45%, not 90%: the only sign-recognition number I trust
Our best landmark-only sign model scores 45% on signers it has never seen. The field routinely reports numbers twice that high. The lower number is the honest one, and it is the one we publish.

Parley shipped its first modeling phase, and the headline number is 45%. That is the top-1 accuracy of our best landmark-only model on the Google sign dataset, evaluated on signers the model never saw in training. The full writeup is the landmark-only ceiling paper in the research section. This note is about why I am publishing 45% when I could publish almost double.
Here is the mechanism that produces the bigger number. Most sign-recognition results are measured on a split where the same people appear in training and test. The model memorizes how those specific signers move and gets graded on recognizing them again. Reported that way, this task lands in the high eighties or low nineties. It is a real measurement of the wrong thing. It tells you the model can re-identify known signers, not that it can recognize signs from a stranger.

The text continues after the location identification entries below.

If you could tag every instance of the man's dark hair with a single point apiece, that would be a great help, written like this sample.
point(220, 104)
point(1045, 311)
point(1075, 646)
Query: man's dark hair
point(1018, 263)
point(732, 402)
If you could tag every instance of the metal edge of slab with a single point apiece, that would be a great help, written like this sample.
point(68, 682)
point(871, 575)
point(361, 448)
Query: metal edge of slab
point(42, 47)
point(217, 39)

When we held the signers out, our best stable model scored 44.7%, averaged over three training runs. Hand-shape features alone got 36%. Several architectures that looked fine on a single run collapsed to near-random when we changed the random seed, which means their good number was luck the first reporter happened to catch. None of that is visible if you report one seed on a signer-mixed split. All of it is visible the moment you stop.
I sat with the choice for a while, because 45% is not a number you put on a slide to raise money. The honest version of the work is less impressive than the dishonest version, and the dishonest version is the industry default. But Parley exists partly as a corrective to that default. The Deaf community has watched a decade of sign-language AI report inflated accuracy, get deployed, and fail the people it claimed to serve. If Parley is going to publish at all, the one thing it cannot do is add another inflated number to that pile.

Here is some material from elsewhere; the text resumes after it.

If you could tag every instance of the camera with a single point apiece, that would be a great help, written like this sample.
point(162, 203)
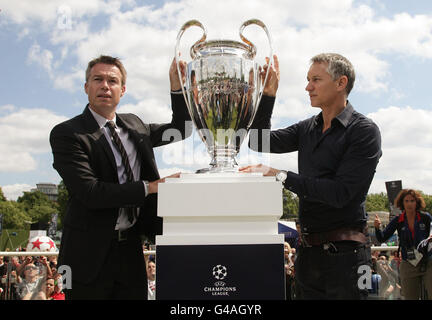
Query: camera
point(411, 254)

So the rule for every Parley notebook is fixed. Evaluate on held-out signers. Report mean and standard deviation over several seeds. Publish the failures next to the successes. The number gets smaller and the work gets more trustworthy, and for a research arm whose entire value is credibility, that is the trade I want every time.
There is a version of this that sounds like false modesty, and it is not that. 45% on held-out signers for a 250-sign vocabulary is hard-won, well above the baselines, and a real starting line for the next phase. The point is not that the number is low. The point is that it is true. A true 45% is worth more to me, and to anyone who builds on it, than a 90% that evaporates the first time a new person signs.
That is the whole discipline. Report the number a deaf user would actually experience, and start the next phase from there instead of from the flattering one.